Your OP makes me laugh pretty hard when you mention how simple it was to date back then. Clearly you need to be reminded how full of bullshit dating could be at that age.
“I love you but I don’t love love you”
“I like you but you dated Jane and since Jane and I went to camp 3 years ago we pinkie swore never to date a man the other had dated”
“Well I do have a crush on you but I think Jack is going to ask me out next week but if he doesn’t then I’ll totally go out with you”
“Samantha said you were talking to Sarah at the party! Well were you! And she said you were like totally giving each other a ‘look’!?!? Don’t you dare give me a sarcastic answer that you usually look at the people you are talking to and that you’re just friends with Sarah!”
“You’re a great guy that’s always there for me you’re sweet and kind and dependable. But I think I’ll dump you for the guy that used to slap me around.”
“I didn’t cheat on you! I don’t care at all about the guy I sucked off it wasn’t even ‘real’ sex! I love you.”
“I’ve decided to remain a virgin until I’m married but in the meantime I’m more then happy to be a cocktease who’ll be on drugs by the time I’m 19 and go through my rebellious stage at that point I’ll be a destructive force that attempts to draw in and destroy everyone I come into contact with”
“Oh I’m so edgy and creative and so persecuted because I’m a wiccan/goth/emo but really I’m just a drama whore that’ll suck your lifeforce out”
“Are we going to the movies as friends or more then friends? Because I like you but I’m not sure if I like like you. I do think it’d be great to be more then friends because you are like my best friend in the world right now but I’d hate to lose that friendship if you know we start dating and then we break up because that would just break my heart!”
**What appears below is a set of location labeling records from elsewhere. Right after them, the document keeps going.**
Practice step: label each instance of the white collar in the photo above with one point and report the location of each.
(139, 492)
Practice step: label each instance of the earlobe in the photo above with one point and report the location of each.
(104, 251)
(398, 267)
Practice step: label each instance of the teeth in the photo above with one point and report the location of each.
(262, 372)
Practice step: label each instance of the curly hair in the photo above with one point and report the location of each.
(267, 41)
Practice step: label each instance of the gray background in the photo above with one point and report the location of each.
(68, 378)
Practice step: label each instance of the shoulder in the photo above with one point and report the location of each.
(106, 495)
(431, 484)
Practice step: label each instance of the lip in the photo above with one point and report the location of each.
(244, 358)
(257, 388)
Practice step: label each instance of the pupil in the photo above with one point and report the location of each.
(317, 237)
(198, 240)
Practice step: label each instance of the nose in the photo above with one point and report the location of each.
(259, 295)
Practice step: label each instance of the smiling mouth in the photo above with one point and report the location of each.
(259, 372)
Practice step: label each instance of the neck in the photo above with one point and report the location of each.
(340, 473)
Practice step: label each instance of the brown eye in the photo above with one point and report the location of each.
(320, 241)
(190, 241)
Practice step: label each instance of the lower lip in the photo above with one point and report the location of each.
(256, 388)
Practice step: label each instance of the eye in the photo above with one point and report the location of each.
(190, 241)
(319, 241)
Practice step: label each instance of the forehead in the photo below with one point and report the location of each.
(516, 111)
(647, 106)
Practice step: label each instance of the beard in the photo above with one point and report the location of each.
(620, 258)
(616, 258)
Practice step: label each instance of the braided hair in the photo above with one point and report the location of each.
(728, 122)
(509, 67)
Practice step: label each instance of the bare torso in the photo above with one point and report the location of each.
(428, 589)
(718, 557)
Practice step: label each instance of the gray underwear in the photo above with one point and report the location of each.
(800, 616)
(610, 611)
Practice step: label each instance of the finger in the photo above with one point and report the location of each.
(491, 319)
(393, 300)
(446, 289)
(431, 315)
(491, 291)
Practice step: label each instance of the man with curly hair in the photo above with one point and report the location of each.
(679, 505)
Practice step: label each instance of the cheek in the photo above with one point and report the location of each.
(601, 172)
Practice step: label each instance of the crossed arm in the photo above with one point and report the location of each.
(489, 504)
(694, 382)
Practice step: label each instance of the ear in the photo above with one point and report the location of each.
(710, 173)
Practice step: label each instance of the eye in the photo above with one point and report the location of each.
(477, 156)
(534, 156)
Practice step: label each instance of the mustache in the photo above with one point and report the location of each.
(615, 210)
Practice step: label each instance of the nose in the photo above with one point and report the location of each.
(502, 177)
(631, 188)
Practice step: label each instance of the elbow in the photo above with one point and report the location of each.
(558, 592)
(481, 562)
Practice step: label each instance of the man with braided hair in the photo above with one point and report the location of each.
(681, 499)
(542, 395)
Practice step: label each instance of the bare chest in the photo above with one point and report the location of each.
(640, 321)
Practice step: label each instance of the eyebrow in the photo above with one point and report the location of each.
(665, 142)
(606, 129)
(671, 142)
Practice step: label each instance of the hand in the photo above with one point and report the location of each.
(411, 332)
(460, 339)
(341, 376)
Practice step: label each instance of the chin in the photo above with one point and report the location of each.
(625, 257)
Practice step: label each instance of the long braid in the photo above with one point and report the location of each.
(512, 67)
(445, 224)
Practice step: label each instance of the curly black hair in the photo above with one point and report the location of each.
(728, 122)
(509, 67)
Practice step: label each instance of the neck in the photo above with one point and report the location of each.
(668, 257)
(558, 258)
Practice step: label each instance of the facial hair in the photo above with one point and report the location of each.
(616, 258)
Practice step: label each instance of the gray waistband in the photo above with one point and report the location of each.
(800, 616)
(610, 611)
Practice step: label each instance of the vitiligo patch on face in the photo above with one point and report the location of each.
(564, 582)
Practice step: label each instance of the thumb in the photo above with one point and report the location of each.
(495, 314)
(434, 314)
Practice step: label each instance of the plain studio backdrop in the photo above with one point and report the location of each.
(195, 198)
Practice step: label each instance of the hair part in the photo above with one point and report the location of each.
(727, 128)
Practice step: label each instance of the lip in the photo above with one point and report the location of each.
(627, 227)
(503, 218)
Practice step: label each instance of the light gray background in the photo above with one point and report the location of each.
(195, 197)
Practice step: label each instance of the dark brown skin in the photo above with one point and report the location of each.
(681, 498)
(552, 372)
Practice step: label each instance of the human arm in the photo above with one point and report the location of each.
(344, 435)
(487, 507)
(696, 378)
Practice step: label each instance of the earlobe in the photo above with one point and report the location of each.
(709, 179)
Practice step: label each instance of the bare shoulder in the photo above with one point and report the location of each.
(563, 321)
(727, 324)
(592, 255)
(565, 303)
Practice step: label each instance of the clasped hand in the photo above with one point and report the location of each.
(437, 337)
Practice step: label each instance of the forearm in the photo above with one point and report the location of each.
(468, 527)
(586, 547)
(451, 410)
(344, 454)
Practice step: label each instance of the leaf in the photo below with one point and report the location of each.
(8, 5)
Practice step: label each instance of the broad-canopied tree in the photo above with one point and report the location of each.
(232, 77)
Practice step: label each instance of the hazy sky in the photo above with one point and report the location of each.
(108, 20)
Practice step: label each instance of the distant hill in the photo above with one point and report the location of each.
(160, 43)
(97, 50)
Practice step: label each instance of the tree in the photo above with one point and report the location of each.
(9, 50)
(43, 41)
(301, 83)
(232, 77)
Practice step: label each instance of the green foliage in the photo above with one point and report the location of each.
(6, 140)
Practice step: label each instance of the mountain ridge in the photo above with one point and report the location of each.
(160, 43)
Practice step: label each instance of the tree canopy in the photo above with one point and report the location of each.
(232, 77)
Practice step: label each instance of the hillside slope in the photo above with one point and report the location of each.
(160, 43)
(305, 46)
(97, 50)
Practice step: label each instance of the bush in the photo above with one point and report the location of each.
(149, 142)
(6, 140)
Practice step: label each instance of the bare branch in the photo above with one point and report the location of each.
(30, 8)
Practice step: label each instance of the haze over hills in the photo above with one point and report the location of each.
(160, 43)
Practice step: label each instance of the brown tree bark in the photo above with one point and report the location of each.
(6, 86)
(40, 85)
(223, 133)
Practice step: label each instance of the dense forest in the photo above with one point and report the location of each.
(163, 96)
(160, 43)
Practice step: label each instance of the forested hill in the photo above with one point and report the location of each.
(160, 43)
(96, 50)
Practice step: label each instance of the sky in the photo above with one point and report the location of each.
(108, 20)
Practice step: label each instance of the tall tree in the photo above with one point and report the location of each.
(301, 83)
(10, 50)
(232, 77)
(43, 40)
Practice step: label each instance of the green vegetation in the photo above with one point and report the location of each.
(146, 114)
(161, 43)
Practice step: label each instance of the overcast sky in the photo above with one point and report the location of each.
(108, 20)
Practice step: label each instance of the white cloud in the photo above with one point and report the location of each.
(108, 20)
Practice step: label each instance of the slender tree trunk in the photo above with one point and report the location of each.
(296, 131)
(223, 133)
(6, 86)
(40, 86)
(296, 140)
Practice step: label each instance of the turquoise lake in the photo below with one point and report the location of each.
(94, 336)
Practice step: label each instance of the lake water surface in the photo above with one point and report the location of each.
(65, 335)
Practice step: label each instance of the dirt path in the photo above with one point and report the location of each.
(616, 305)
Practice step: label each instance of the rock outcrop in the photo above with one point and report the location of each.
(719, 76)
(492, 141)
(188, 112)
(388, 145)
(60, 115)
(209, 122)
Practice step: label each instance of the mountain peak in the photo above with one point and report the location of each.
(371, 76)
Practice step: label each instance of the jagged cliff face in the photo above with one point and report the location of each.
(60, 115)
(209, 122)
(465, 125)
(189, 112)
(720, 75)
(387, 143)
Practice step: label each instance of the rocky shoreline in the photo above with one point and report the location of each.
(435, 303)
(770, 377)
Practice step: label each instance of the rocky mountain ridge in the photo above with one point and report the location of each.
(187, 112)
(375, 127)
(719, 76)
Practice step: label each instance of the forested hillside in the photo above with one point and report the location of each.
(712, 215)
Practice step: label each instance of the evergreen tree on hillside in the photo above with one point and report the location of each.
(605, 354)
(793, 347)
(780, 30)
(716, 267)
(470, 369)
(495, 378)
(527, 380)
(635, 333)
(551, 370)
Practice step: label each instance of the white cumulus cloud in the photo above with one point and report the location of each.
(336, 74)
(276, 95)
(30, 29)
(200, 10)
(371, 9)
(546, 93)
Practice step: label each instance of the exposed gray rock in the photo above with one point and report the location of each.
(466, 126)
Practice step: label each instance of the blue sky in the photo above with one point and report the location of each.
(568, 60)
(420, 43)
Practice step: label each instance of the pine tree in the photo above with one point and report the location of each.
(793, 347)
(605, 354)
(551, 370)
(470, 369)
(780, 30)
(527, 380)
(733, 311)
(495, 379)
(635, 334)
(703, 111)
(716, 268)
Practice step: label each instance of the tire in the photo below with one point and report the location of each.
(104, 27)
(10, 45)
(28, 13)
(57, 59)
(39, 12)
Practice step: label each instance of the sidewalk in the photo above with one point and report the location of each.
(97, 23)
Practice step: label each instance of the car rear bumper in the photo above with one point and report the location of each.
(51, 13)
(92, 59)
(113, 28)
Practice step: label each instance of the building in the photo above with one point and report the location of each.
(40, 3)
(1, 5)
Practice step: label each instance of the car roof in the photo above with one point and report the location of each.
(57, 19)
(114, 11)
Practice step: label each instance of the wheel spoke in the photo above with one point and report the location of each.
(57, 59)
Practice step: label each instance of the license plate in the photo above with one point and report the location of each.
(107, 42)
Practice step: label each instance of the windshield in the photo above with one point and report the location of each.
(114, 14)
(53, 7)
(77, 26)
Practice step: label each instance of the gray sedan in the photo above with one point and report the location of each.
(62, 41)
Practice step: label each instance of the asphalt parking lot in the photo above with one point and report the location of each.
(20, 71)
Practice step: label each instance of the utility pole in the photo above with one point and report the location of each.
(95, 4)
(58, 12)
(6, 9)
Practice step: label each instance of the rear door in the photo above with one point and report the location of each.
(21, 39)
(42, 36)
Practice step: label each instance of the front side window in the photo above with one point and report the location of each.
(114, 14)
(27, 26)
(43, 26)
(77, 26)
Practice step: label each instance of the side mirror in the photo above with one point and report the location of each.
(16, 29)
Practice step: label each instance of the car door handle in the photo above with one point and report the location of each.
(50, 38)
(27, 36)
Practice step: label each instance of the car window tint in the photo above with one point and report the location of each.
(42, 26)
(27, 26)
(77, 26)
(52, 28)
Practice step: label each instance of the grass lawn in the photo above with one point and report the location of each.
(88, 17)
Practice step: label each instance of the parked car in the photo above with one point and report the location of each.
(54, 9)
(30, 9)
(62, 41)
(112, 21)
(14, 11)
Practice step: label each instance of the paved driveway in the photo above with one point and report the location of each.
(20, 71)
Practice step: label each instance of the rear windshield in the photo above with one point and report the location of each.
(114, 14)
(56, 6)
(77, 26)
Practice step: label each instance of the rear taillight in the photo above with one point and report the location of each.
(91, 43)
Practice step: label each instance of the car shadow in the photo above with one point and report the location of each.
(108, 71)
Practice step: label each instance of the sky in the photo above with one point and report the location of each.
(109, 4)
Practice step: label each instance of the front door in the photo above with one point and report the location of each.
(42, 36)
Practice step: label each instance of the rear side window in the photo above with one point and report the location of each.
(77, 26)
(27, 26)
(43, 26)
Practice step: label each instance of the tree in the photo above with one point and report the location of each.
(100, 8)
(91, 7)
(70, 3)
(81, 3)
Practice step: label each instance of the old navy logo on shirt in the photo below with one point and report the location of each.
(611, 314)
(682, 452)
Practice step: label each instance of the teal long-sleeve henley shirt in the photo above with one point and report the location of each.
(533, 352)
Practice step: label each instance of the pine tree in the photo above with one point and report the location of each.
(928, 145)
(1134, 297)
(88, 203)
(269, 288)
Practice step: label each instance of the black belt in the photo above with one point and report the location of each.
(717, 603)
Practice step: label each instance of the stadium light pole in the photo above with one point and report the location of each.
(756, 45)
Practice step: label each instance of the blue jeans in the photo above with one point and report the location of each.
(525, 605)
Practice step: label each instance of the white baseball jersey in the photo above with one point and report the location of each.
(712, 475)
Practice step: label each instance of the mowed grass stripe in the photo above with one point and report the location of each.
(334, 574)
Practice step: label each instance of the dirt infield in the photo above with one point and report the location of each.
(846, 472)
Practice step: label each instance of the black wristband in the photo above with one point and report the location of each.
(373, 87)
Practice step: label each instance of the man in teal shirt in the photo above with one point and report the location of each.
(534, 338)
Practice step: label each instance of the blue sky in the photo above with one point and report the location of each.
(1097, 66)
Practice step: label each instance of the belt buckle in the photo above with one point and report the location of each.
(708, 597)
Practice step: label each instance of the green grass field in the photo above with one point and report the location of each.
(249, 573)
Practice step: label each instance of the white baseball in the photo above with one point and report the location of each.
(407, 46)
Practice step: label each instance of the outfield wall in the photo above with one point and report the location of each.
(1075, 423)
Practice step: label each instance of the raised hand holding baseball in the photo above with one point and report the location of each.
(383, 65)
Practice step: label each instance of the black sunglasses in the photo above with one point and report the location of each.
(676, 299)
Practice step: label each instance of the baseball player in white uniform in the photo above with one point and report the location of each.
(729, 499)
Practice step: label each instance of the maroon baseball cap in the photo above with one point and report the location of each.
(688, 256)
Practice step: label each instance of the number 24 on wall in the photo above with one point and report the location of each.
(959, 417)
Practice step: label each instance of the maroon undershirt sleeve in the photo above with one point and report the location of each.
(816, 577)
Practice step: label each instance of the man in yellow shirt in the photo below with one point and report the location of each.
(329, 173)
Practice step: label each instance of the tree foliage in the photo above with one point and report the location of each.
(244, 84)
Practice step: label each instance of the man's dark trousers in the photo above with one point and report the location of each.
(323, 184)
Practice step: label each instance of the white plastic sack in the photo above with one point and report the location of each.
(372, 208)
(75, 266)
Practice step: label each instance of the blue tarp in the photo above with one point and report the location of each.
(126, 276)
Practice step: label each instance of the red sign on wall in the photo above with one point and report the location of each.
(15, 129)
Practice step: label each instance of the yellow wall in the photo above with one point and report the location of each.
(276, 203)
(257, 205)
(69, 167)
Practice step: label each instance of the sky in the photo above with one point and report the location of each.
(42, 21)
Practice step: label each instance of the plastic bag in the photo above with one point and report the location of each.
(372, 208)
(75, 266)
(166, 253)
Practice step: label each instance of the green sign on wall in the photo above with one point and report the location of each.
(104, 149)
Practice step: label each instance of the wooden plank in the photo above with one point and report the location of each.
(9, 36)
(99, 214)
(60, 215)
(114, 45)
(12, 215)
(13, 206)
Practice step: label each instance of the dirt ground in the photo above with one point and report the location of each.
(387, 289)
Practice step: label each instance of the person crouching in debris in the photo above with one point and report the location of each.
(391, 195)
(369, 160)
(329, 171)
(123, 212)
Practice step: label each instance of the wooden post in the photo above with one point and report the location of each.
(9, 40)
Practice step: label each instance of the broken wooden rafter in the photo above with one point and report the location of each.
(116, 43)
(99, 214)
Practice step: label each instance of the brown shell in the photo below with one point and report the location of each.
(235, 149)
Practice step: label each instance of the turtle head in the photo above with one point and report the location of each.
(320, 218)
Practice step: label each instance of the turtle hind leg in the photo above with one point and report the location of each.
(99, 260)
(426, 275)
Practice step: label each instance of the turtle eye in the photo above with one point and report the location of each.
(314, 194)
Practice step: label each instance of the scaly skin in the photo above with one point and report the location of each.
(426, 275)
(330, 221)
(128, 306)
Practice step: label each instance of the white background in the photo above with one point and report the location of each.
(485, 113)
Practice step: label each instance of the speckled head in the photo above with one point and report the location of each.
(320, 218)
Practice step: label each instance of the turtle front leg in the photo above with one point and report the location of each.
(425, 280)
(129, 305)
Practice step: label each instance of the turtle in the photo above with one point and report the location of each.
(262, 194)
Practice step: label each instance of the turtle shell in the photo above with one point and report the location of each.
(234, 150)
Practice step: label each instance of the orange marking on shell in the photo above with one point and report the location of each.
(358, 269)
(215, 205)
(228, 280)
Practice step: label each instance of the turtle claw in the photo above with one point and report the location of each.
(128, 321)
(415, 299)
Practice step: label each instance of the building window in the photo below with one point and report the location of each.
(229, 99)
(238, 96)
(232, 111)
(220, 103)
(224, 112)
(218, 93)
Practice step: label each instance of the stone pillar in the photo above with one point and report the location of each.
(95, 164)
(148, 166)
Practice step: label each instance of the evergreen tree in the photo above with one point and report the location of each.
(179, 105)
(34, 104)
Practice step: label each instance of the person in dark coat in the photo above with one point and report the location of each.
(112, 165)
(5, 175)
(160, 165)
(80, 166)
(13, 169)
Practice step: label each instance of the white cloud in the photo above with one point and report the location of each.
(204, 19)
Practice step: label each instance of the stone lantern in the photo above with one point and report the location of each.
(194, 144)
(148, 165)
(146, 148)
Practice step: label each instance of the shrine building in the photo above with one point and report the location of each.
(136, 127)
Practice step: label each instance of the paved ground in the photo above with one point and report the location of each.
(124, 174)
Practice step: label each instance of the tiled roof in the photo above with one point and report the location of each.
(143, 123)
shudder and that’s just a few I’m sure I could think of much much more. Maybe I just sucked at dating when I was younger. Thank og I’m happily married now and I wouldn’t go back to dating (especially drama infested teen dating) for the world.
*Why can’t adult friendship and courtship be more like when we were kids/teenagers? *
Jesus, Mary and Joseph, why in God’s name would I want to go through that again? The first really good relationship I had was when I decided to totally throw away all that teenager bullshit of trying to play any games or be anyone other than who I am. And we’ve been married 13 years!
Well, there’s a defeatist attitude if I’ve ever heard one. You’re doomed before you start if that’s how you’re thinking.
Look, I was a tremendous nerd back in the day (before it was cool to be a geek! I’m authentic, yes indeedy!). Like many Dopers, I was the bottom of the heap, socially speaking. I had all my friendliness stomped right out of me. But that was years ago, I had a better time in late high school and college, and now I’m a grown-up, and I have a lot more control over my life. I can go out and make friends. It doesn’t ‘just happen’ to anyone anymore–we all have to get out there and try. Or we can stay home, eat and drink too much, and talk to others only through the anonymity of these message boards while wondering why we don’t have any friends IRL. And while I like my boards, they’re no substitute for real friends.
Well, I for one miss the romance of teens-who is more romantic than a teenage boy being sincere? Gah-I’m a sucker for that. It may be rare, but when it happens, it’s sweet as hell.
I miss necking. Sure, sex, whatever, but I miss making out. I miss having the time to devote to a relationship-most days I am running just to keep up with life. I MISS romance, dammit.
And I’m married to guy who no longer even sees me. Self-pity yaddayaddayadda. Never mind, we won’t go there.
That is all I miss about teen relationships. I dont’ miss the mind games, the Kim told John to tell Sus that Jamie saw you hugging Ben at the game stuff. I also don’t miss the reneging on formal dates (my daughter was stood up for Homecoming). Teens can be real shitty to one another (so can adults).